• At the time of this writing, automated tools incorporate three distinct methods of analysis: string-based pattern matching, lexical token matching, and data flow analysis via an abstract syntax tree (AST) and/or a control flow graph (CFG).
• Some automated tools use regular expression string matching to identify sinks that pass tainted data as a parameter, as well as sink sources (points in the application where untrusted data originates).
• Lexical analysis is the process of taking an input string of characters and producing a sequence of symbols called lexical tokens. Some tools preprocess and tokenize source files and then match the lexical tokens against a library of sinks.
• An AST is a tree representation of the simplified syntactic structure of source code. You can use an AST to perform a deeper analysis of the source elements to help track data flows and identify sinks and sink sources.
• Data flow analysis is a process for collecting information about the use, definition, and dependencies of data in programs. The data flow analysis algorithm operates on a CFG generated from an AST.
• You can use a CFG to determine the parts of a program to which a particular value assigned to a variable might propagate. A CFG is a representation, using graph notation, of all paths that might be traversed through a program during their execution.
Frequently Asked Questions
Q: If I implement a source code analysis suite into my development life cycle will my software be secure?
A: No, not by itself. Good quality assurance techniques can be effective in identifying and eliminating vulnerabilities during the development stage; penetration testing, fuzz testing, and source code audits should all be incorporated as part of an effective quality assurance program. A combined approach will help you produce software with fewer defects and vulnerabilities. A tool can’t replace an intelligent human; a manual source code audit should still be performed as part of a final QA.
Q: Tool X gave me a clean bill of health. Does that mean there are no vulnerabilities in my code?
A: No, you can’t rely on any one tool. Ensure that the tool is configured correctly and compare its results with the results you obtained from at least one other tool. A clean bill of health from a correctly configured and effective tool would be very unusual in the first review.
Q: Management is very pleased with the metrics reports and trend analysis statistics that tool X presents. How trustworthy are this data?
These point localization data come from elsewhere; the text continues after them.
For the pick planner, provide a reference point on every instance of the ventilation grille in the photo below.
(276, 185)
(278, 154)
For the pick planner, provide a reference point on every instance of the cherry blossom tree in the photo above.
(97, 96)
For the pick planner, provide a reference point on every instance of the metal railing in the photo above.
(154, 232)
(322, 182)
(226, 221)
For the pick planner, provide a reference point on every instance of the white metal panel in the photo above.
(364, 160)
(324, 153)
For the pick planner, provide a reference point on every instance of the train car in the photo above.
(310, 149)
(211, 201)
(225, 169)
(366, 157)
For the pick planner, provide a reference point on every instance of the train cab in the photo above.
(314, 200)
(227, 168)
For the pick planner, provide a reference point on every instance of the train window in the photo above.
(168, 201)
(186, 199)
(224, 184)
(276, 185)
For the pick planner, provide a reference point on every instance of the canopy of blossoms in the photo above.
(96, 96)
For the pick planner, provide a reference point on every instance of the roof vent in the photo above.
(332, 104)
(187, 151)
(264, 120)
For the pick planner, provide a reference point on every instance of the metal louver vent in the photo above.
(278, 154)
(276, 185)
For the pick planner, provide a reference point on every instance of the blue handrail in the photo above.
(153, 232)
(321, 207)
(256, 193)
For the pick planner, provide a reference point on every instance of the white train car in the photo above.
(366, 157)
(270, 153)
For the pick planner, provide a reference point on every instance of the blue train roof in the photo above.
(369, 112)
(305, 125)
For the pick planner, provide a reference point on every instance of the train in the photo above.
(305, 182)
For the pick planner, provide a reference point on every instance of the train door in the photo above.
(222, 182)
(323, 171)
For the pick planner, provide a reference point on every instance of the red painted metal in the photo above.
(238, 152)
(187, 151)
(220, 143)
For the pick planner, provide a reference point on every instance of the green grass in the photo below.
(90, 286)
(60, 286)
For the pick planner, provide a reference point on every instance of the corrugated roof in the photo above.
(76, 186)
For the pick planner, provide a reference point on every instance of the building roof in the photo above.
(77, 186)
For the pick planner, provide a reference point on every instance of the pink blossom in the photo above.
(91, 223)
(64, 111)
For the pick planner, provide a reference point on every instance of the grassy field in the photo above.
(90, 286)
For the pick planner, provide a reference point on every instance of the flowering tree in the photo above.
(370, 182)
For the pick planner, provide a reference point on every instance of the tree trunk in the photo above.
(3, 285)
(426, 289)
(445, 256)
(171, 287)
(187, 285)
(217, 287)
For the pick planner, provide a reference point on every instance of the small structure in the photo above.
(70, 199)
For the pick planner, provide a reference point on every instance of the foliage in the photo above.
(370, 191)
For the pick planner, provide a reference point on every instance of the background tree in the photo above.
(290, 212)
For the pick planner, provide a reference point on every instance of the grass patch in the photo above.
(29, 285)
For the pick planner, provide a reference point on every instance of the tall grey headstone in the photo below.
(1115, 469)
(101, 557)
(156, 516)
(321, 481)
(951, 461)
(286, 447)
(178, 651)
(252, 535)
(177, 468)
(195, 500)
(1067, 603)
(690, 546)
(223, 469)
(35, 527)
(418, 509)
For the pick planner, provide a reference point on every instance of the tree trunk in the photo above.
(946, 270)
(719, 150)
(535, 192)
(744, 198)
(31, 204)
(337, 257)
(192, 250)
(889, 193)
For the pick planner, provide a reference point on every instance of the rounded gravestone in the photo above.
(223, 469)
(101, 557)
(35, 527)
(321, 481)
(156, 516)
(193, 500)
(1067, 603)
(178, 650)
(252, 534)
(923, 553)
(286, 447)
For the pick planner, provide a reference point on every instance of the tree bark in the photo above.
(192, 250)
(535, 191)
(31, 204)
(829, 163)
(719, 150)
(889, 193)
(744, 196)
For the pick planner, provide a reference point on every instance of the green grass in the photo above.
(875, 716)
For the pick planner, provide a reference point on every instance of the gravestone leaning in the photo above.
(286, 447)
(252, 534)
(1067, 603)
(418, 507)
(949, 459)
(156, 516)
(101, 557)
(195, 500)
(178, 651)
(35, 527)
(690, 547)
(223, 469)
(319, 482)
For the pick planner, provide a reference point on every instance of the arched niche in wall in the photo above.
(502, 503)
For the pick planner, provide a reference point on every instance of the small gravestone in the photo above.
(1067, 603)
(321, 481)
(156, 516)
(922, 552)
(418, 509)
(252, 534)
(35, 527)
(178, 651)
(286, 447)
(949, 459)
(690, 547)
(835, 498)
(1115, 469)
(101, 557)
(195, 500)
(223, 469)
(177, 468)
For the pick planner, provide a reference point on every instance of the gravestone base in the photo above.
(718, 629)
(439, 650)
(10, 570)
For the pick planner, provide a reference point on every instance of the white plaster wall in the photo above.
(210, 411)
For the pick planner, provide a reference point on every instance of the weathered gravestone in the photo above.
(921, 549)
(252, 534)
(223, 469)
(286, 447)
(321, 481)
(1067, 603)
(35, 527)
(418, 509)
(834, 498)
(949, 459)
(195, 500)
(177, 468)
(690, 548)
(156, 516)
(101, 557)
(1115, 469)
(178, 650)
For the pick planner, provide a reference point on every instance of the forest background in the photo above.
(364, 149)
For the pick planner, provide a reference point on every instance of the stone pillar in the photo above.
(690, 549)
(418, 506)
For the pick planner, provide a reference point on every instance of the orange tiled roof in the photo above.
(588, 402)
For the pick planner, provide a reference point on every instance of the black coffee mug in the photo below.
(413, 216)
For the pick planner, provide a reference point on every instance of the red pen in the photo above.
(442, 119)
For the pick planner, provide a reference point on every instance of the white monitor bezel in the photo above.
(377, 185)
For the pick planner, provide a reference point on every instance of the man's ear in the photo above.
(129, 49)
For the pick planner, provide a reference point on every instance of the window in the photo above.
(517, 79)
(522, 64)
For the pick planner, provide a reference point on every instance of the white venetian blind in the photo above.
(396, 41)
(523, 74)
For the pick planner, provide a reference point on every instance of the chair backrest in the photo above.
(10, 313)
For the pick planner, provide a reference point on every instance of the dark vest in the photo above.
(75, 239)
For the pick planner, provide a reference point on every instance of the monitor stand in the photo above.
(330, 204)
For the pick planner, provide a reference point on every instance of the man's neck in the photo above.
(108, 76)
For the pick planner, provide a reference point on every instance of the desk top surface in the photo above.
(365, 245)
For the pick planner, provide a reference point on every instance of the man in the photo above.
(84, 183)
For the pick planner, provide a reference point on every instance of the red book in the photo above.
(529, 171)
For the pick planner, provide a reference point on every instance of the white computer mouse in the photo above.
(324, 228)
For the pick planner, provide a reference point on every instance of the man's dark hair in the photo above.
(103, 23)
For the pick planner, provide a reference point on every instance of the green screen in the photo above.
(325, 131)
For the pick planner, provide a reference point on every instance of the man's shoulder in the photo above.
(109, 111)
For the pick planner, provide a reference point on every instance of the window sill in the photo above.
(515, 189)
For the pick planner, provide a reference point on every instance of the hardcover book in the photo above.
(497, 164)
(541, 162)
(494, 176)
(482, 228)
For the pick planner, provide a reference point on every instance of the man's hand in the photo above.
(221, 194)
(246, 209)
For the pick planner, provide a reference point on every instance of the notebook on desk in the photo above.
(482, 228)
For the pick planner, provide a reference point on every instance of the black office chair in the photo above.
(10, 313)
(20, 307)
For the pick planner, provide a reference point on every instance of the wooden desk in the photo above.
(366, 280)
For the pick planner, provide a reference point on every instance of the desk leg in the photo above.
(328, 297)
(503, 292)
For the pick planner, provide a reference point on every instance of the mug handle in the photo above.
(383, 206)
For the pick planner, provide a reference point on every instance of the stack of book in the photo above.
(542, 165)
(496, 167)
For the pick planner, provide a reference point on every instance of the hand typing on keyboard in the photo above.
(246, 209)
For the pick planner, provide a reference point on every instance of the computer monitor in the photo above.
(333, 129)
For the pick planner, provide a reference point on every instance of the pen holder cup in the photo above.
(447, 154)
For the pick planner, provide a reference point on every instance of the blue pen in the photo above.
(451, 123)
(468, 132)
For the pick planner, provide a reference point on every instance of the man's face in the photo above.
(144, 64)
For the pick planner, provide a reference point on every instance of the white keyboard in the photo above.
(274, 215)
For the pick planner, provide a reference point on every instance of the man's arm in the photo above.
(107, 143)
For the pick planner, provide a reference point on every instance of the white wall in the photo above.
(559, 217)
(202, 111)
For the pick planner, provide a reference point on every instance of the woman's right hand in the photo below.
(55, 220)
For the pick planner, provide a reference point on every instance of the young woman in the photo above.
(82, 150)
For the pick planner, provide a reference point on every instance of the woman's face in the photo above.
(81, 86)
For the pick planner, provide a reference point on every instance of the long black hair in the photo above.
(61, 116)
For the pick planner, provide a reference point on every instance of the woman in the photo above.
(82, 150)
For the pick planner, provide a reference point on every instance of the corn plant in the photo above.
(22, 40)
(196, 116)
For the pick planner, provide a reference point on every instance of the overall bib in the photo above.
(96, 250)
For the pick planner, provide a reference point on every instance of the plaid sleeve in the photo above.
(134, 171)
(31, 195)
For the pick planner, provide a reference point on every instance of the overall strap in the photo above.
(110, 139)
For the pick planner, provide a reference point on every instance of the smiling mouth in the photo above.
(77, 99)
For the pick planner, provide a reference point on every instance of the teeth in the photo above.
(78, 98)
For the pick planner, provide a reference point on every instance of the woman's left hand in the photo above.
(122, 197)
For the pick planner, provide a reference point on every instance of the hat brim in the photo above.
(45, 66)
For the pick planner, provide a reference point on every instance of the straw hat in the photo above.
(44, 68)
A: If the tool reports on real findings that have been independently verified as being actual vulnerabilities, as opposed to reporting on how many alerts were raised, it can probably be very useful in tracking your return on investment.
Q: Grep and awk are GNU hippy utilities for the unwashed beardy Linux users; surely there is an alternative for us Windows guys and girls?
A: Grep and awk are available on Windows systems too. If that still feels to dirty to you, you can use the findstr utility natively available on Win32 systems. You probably could also use your IDE to search source files for string patterns. It may even be possible to extend its functionality through the use of a plug-in. Google is your friend.
Q: I think I have identified a vulnerability in the source code for application X. A sink uses tainted data from a sink source; I have traced the data flow and execution path and I am confident that there is a real SQL injection vulnerability. How can I be absolutely certain, and what should I do next?
A: You have a path to choose that only you can follow. You can choose the dark side and exploit the vulnerability for profit. Or you can chase fame and fortune by reporting the vulnerability to the vendor and working with them to fix the vulnerability, resulting in a responsible disclosure crediting your skills! Or, if you are a software developer or auditor working for the vendor, you can try to exploit the vulnerability using the techniques and tools presented in this book (within a test environment and with explicit permission from system and application owners!) and show management your talents in the hope of finally receiving that promotion.
Q: I don’t have the money to invest in a commercial source code analyzer; can any of the free tools really be that useful as an alternative?
A: Try them and see. They aren’t perfect, they haven’t had many resources available to them as the commercial alternatives, and they definitely do not have as many bells and whistles, but they are certainly worth trying. While you are at it, why not help the developers improve their products by providing constructive feedback and working with them to enhance their capabilities? Learn how to extend the tools to fit your circumstances and environment. If you can, consider donating financial aid or resources to the projects for mutual benefit.